Vendanges en vert : l'art délicat de sacrifier pour mieux régner
En juin, le vigneron joue au chirurgien : il coupe, il trie, il sacrifie. Plongée dans une pratique radicale qui divise autant qu'elle séduit, entre quête de concentration et tentation du rendement.
À la fin du printemps, lorsque les baies de raisin atteignent à peine la taille d'un petit pois, certains vignerons français s'arment de sécateurs pour pratiquer un geste qui peut paraître contre-nature : couper des grappes parfaitement saines et les abandonner au sol. Bienvenue dans le monde de la vendange en vert, ce paradoxe œnologique qui consiste à détruire pour mieux créer.
Une discipline née de l'excès
La vendange en vert, ou éclaircissage, s'est démocratisée dans les années 1980, quand les vignobles français, gavés d'engrais et d'ambition, croulaient sous des rendements pléthoriques. Le constat était sans appel : trop de grappes diluent les arômes, étirent la maturation et produisent des vins maigres comme un mannequin parisien en pleine fashion week.
Le principe ? Réduire volontairement le nombre de grappes par pied pour concentrer la sève sur celles qui restent. En théorie, moins de raisins égalent plus de matière, plus de sucre, plus de complexité. En pratique, c'est un peu plus subtil — et nettement plus controversé.
Le geste juste, au bon moment
Le timing est crucial. Trop tôt, et la vigne, vexée par cette amputation, compense en gonflant les grappes restantes : effet contre-productif garanti. Trop tard, et l'énergie déjà dépensée sur les baies sacrifiées est perdue à jamais. La fenêtre idéale se situe généralement à la véraison, ce moment magique où les baies changent de couleur, autour de juillet-août selon les régions.
À Bordeaux comme en Bourgogne, dans les Côtes-du-Rhône ou en Languedoc, les vignerons exigeants pratiquent cette discipline avec une religiosité variable. Certains, comme dans les grands crus classés, n'hésitent pas à jeter 30 à 40 % de la récolte potentielle. D'autres y voient un gaspillage anachronique à l'heure où chaque grappe compte.

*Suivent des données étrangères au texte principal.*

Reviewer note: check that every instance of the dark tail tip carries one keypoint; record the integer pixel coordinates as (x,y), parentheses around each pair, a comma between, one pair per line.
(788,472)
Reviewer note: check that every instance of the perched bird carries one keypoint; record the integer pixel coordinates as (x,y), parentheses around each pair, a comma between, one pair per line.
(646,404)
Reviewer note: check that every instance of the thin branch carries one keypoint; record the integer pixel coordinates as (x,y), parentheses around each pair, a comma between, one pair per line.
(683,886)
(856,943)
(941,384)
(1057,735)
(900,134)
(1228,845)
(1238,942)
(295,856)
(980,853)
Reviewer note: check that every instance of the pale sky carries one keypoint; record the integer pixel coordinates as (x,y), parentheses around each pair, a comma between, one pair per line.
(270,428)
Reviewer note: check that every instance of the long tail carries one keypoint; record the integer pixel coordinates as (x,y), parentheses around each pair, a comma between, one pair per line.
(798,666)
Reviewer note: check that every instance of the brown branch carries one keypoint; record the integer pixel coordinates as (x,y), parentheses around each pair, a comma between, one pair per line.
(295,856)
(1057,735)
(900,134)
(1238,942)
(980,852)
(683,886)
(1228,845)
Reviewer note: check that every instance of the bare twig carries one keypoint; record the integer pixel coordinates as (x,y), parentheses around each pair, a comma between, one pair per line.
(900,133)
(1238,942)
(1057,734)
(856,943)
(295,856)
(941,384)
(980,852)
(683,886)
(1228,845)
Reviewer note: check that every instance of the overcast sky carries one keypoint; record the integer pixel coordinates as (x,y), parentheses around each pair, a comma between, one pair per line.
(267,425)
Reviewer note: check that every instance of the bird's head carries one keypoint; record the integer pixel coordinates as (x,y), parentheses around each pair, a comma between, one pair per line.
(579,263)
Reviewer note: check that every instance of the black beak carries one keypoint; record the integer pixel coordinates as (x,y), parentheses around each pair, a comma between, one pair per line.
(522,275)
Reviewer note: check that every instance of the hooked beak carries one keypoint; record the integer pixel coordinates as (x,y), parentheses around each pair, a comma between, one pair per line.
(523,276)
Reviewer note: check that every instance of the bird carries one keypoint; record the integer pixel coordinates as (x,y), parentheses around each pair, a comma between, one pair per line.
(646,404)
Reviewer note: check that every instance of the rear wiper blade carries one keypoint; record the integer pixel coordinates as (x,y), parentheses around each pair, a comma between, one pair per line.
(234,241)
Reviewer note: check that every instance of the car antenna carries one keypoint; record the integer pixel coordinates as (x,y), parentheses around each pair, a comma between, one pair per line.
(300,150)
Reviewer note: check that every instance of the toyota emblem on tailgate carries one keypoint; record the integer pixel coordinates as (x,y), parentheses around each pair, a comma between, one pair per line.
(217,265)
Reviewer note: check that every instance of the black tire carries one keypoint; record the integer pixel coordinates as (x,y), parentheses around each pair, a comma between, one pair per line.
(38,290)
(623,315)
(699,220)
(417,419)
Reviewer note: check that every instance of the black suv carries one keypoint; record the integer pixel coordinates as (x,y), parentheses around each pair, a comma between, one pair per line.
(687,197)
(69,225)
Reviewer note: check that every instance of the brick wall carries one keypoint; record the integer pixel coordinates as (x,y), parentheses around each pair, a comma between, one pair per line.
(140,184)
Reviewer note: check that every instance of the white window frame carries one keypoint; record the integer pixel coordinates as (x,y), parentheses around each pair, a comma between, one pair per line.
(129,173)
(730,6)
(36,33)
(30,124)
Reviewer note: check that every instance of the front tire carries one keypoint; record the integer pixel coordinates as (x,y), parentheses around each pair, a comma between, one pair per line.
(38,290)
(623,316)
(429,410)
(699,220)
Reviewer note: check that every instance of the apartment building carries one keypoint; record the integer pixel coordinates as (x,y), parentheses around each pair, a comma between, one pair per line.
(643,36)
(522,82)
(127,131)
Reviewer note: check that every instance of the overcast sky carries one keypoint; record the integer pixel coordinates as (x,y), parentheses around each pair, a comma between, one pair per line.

Le débat fait rage chez les puristes
Car la vendange en vert n'a pas que des amis. Ses détracteurs, souvent biodynamistes ou tenants d'une viticulture minimaliste, argumentent qu'une vigne bien équilibrée — par une taille appropriée, un enherbement maîtrisé et un sol vivant — n'a nul besoin de cette mutilation tardive. « On corrige en juin ce qu'on aurait dû anticiper en mars », ironise un vigneron du Beaujolais.
Climat changeant, pratiques bousculées
Avec le réchauffement climatique, la donne change. Les millésimes précoces et chauds, désormais la norme, produisent naturellement des raisins concentrés, parfois trop. La vendange en vert devient alors un outil de régulation thermique : en allégeant la charge, on retarde la maturation et on préserve la fraîcheur, devenue le saint Graal des œnologues modernes.
Certains domaines ont même inversé la logique : plutôt que de couper pour concentrer, ils gardent davantage de grappes pour diluer l'alcool potentiel et conserver de l'acidité. Le monde à l'envers, ou simplement le monde qui s'adapte.
Une leçon de philosophie viticole
Au fond, la vendange en vert raconte une histoire plus large : celle d'une viticulture française qui apprend, millésime après millésime, à choisir plutôt qu'à subir. Couper pour mieux récolter, soustraire pour mieux additionner. Une élégante leçon de retenue, à l'heure où l'abondance n'est plus une vertu mais un défi.